The strategic goal of this collaborative project is to establish a new, highly interdisciplinary research program in the field of adaptive structural systems. For obvious reasons engineering research need to be related to a specific application. In the frame of this proposal shape adaption is applied to an aircraft airfoil. Yet our findings will provide scientific fundament for many other applications.
The main challenge of a smart airfoil lays in the conflicting requirements of deformability and rigidity. In fact, no airplane could possibly fly with a compliant wing, due to the occurrence of dynamic (flutter) and quasi-static aeroelastic instabilities. Previous research on the smart airfoil was mostly based on a purely structural approach: mechanical engineers tried to solve this issue by optimizing the structural features of the wing (with compliant behavior only for selected deformation modes) which resulted in severe limitations for both the adaptability of the wing and its capability to sustain high speed aerodynamic loads.

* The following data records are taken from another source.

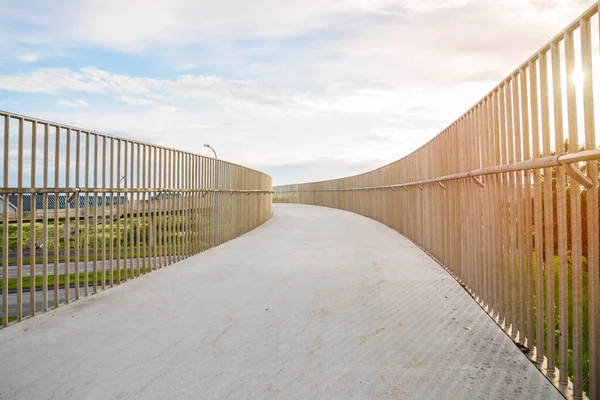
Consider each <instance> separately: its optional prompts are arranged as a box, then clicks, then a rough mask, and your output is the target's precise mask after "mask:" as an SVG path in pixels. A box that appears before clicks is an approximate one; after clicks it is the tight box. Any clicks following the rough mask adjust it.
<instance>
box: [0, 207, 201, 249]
mask: <svg viewBox="0 0 600 400" xmlns="http://www.w3.org/2000/svg"><path fill="white" fill-rule="evenodd" d="M190 218H191V220H192V224H194V225H195V224H196V222H197V219H198V218H200V219H202V222H201V224H202V225H203V226H204V227H205V228H206V230H205V234H206V235H208V234H210V233H211V232H212V216H206V215H200V216H198V215H195V216H191V217H190ZM132 220H133V223H132ZM183 221H184V217H180V216H173V217H157V218H155V219H154V229H153V231H154V234H156V235H158V233H159V232H161V234H165V237H171V238H175V237H176V235H177V234H176V233H175V232H164V231H165V227H168V226H169V224H170V226H171V227H172V226H173V225H174V224H181V223H182V222H183ZM117 222H118V223H117ZM151 223H152V221H151V219H150V218H149V217H140V218H139V219H138V218H137V217H134V218H133V219H132V218H127V220H125V219H124V218H121V219H120V220H118V221H113V224H112V225H113V226H112V230H111V226H110V221H108V220H107V221H105V223H104V227H103V225H102V223H100V224H93V223H92V222H91V221H90V223H89V224H88V243H87V246H86V243H85V235H84V234H85V227H86V226H85V223H84V222H83V221H82V220H81V219H80V220H79V222H77V221H76V220H75V219H71V220H70V223H69V229H70V230H72V229H74V228H75V226H77V224H78V226H79V231H80V233H79V237H80V246H81V248H82V249H85V248H88V249H90V250H91V249H93V248H94V241H96V242H97V246H98V248H101V247H102V245H104V246H106V248H109V247H110V243H111V240H112V243H113V246H114V247H116V246H117V242H121V246H125V245H127V246H129V245H131V244H133V243H136V240H137V233H138V231H139V234H140V242H142V243H143V242H145V243H149V242H150V225H151ZM32 226H33V230H34V231H35V237H36V239H37V240H39V239H40V238H41V237H43V236H44V225H43V223H41V222H34V223H30V222H29V221H23V223H22V240H21V246H22V247H28V246H29V244H30V240H31V232H32ZM144 227H145V228H146V235H145V236H144V235H143V230H144ZM57 228H58V236H56V235H55V232H54V230H55V222H54V221H53V220H50V221H48V230H47V235H46V237H47V248H48V250H49V251H54V247H55V245H56V244H58V246H57V247H58V249H59V250H61V251H63V250H64V249H65V245H66V243H65V238H64V231H65V223H64V221H60V222H59V223H58V226H57ZM132 230H133V236H134V238H133V240H134V242H133V243H131V242H130V241H129V239H130V234H131V231H132ZM3 232H4V224H0V238H1V237H3ZM17 233H18V225H17V223H16V222H10V223H9V224H8V251H11V252H12V251H16V250H17V248H18V247H19V246H18V235H17ZM179 235H181V232H179ZM74 236H75V235H74V233H71V235H70V240H69V244H68V247H69V248H71V249H74V248H75V237H74ZM103 236H104V237H103ZM55 237H56V240H55ZM3 251H4V243H3V240H0V252H3Z"/></svg>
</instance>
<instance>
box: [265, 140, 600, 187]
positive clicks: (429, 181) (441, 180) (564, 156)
mask: <svg viewBox="0 0 600 400" xmlns="http://www.w3.org/2000/svg"><path fill="white" fill-rule="evenodd" d="M594 160H600V149H599V150H584V151H580V152H578V153H564V154H557V155H553V156H548V157H541V158H532V159H529V160H526V161H521V162H516V163H511V164H502V165H496V166H493V167H487V168H480V169H474V170H471V171H468V172H461V173H458V174H452V175H446V176H441V177H439V178H431V179H423V180H420V181H414V182H407V183H396V184H393V185H379V186H365V187H354V188H334V189H313V190H308V191H302V190H277V191H276V192H277V193H299V192H343V191H356V190H377V189H393V188H402V187H409V186H418V185H426V184H429V183H439V182H446V181H453V180H457V179H465V178H470V177H476V176H485V175H492V174H503V173H507V172H517V171H527V170H532V169H541V168H550V167H562V166H565V165H567V164H572V163H576V162H580V161H594ZM324 182H327V181H323V183H324ZM318 183H321V182H318ZM301 185H306V184H303V183H300V184H297V185H295V184H291V185H281V186H276V187H275V189H277V188H282V187H286V186H301ZM309 185H310V183H309Z"/></svg>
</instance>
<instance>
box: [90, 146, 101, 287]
mask: <svg viewBox="0 0 600 400" xmlns="http://www.w3.org/2000/svg"><path fill="white" fill-rule="evenodd" d="M93 173H94V225H93V228H92V229H93V230H94V235H93V236H94V237H93V239H94V247H93V248H94V262H93V266H92V270H93V271H94V294H96V293H98V207H99V204H98V192H97V190H96V189H98V135H97V134H94V171H93ZM103 288H104V286H103Z"/></svg>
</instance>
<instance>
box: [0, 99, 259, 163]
mask: <svg viewBox="0 0 600 400" xmlns="http://www.w3.org/2000/svg"><path fill="white" fill-rule="evenodd" d="M0 117H6V118H8V119H10V118H12V119H16V120H23V121H26V122H31V123H37V124H40V125H47V126H48V127H53V128H58V129H70V130H72V131H76V132H81V133H89V134H93V135H96V136H98V137H103V138H107V139H114V140H120V141H122V142H126V143H135V144H139V145H144V146H150V147H153V148H156V149H162V150H169V151H176V152H178V153H181V154H186V155H191V156H198V157H202V158H206V159H211V158H213V157H210V156H205V155H202V154H198V153H193V152H190V151H185V150H179V149H176V148H174V147H168V146H161V145H158V144H153V143H150V142H144V141H141V140H136V139H131V138H126V137H121V136H116V135H111V134H108V133H103V132H99V131H95V130H92V129H85V128H80V127H77V126H73V125H68V124H61V123H59V122H53V121H48V120H44V119H40V118H35V117H30V116H27V115H21V114H16V113H11V112H9V111H4V110H0ZM217 161H218V162H222V163H225V164H230V165H236V166H238V167H240V168H244V169H246V170H249V171H254V172H258V173H261V174H264V172H262V171H258V170H255V169H253V168H250V167H246V166H244V165H240V164H237V163H234V162H231V161H227V160H224V159H222V158H219V159H217Z"/></svg>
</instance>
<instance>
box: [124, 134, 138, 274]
mask: <svg viewBox="0 0 600 400" xmlns="http://www.w3.org/2000/svg"><path fill="white" fill-rule="evenodd" d="M134 160H135V143H134V142H131V165H130V168H129V176H130V181H129V188H130V189H131V188H133V187H134V181H133V180H134V179H135V175H134V168H133V167H134ZM127 198H128V199H129V203H130V205H129V269H130V270H131V278H132V279H133V278H135V276H136V275H135V265H134V262H133V259H134V254H133V253H134V252H135V243H134V240H135V239H134V234H133V230H134V225H135V214H134V213H135V193H133V192H130V193H129V196H127ZM125 254H127V253H125ZM138 272H139V270H138Z"/></svg>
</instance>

Mechanical structures are designed to fulfill a range of design criteria, such as strength, stiffness, stability and fatigue requirements under specified loading conditions. Compliant structures are designed to be hinge-less, combining load-carrying properties with functionalities which are specific to mechanisms. Those functionalities are achieved by taking advantage of the elastic properties of the material thus introducing a controlled flexibility in the structure. Specific applications concern clamping or fixation mechanisms, energy storage and release, transfer or transform motion, force and energy and shape adaptation. The design of the next generations of products will take advantage of adaptive materials with their capabilities of controlled changes and adaptation in mechanical and physical properties. Adaptive structural systems will integrate actuators, sensors, energy conversion or dissipation elements that interact with the host structures by means of appropriate control devices. In this context adaptive structures open up new perspectives in terms of structural efficiency, multi-functionality and the capability to change shape and geometry in presence of time-varying environmental and operating conditions.